Image Copyright Games Workshop, used without permission.
Well, I said I would put up some thoughts on this, so here we go.
Out of all the Black Library books I've read, it's the first I've really felt "compelled" to spread the word about, so that should tell you something.
Full Disclosure: My main army is Space Wolves. So I'm a bit biased towards the furry dudes.
If you have been living in a closet, you may not have heard of the Horus Heresy books.These books are set in the early days of the Imperium, usually just after the Emperor turned over control of the crusade to Horus and tell the story of Horus' betrayal of the Emperor (Wait, should I have given a spoiler alert for that part?

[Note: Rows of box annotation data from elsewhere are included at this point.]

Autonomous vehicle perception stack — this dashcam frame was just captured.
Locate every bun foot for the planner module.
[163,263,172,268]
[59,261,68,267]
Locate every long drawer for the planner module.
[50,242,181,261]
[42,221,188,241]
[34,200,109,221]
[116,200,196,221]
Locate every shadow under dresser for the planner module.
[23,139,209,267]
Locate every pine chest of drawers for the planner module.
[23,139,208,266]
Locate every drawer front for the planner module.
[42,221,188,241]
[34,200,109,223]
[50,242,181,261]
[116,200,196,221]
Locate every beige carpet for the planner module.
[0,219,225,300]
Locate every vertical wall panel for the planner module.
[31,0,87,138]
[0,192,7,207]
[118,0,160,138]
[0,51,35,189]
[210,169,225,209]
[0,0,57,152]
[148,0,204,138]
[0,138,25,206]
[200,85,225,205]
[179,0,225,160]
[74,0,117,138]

Sorry guys, Horus turns out to be a bad guy. ;)
The story of Prospoero Burns follows the adventures of a historian/archivist who goes to study and live with the Space Wolves chapter of the Emperor's finest. The Space Wolves have a reputation of being among the most savage and feral of all the Space Marines, and in this book you get to peek "behind the curtain" a bit as to the origins of their feral nature.

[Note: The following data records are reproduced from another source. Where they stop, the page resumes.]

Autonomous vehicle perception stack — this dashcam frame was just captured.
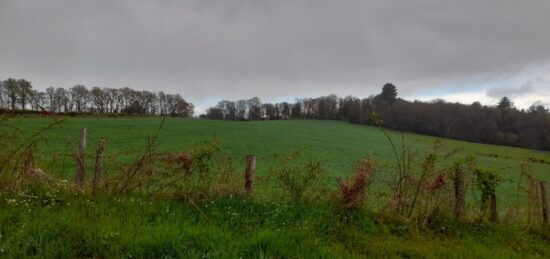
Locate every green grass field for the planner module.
[0,117,550,258]
[8,118,550,180]
[8,117,550,197]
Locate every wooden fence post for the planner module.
[244,155,256,195]
[540,181,550,225]
[92,139,106,194]
[454,167,466,220]
[75,128,86,188]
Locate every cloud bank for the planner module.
[0,0,550,108]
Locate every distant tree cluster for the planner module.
[0,78,194,117]
[202,83,550,150]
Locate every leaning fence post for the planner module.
[244,155,256,195]
[75,128,86,188]
[540,181,550,224]
[454,167,466,220]
[92,139,106,194]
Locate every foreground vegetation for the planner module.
[0,196,550,258]
[0,117,550,258]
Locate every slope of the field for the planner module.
[4,117,550,186]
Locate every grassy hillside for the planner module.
[0,117,550,258]
[7,118,550,183]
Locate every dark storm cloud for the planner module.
[0,0,550,104]
[487,83,534,98]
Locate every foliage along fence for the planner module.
[0,120,549,232]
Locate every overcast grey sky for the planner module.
[0,0,550,111]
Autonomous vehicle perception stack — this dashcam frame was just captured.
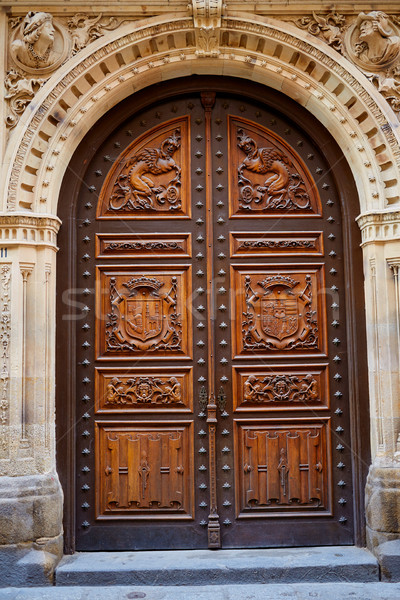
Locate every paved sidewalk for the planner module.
[0,583,400,600]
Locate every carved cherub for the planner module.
[11,11,58,69]
[237,129,291,195]
[128,130,181,208]
[355,10,400,67]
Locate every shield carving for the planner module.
[123,296,163,342]
[261,297,299,340]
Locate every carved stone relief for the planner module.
[5,11,123,128]
[296,10,400,112]
[192,0,224,56]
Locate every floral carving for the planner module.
[192,0,223,56]
[237,129,312,210]
[4,69,46,128]
[105,377,183,406]
[296,12,346,52]
[108,129,182,212]
[68,13,122,54]
[296,10,400,112]
[243,374,320,404]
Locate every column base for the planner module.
[0,473,63,586]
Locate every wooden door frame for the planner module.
[56,76,370,554]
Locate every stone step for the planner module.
[55,546,379,586]
[0,583,400,600]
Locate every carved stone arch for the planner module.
[3,14,400,214]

I believe that Abnett really outdid himself with this book. It takes the Space Wolves in a different direction than they have often been portrayed in the past. These guys are not walking around with mohawks, that's for sure, and they aren't "space dwarves," goofy and drunk all the time.

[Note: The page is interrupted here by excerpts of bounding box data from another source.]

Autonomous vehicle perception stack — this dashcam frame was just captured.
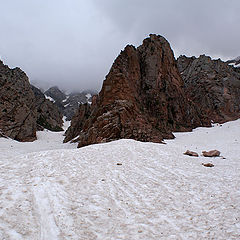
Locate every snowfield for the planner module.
[0,120,240,240]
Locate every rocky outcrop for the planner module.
[227,56,240,68]
[31,86,63,131]
[202,150,220,157]
[184,150,198,157]
[177,55,240,123]
[65,35,207,147]
[44,86,95,121]
[0,61,37,141]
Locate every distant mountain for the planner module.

These Space Wolves are more akin to the Wolves that exist in MY mind, the ones that I paint and play - with a grittier and more serious tone. Abnett shows that the apparent recklessness of the Wolves is really just a psychological tool - that in reality they are among the most disciplined warriors of the Imperium who use fear as a weapon and never hold back from even the grimmest tasks given to them by the Emperor. They use any tactic and any weapon, and pursue victory at all costs. (But somehow if I use six Razorbacks and fifteen Longfangs to win I'm not being "fluffy...?").
The story itself is head and shoulders above a lot of the "brain candy" that you get from "popular" sci-fi novels. I felt that I was reading a good psychological thriller/horror at times, with scenes that leave you guessing about where reality starts and imagination ends. Of course, with Tzeentch in the picture, is there any difference really?
Anyways, the book is great, I highly recommend it whether you are into Space Wolves or not. If you didn't like them in the past, you might find yourself enjoying this new, updated image (which is ironic because it's describing them thousands of years before "present" 40k).
Oh, and there's a line from the book where they are talking about the philosophy of Leman Russ that totally justifies my 13th company army's using Chaos Steeds. Those of you who read it can probably figure it out.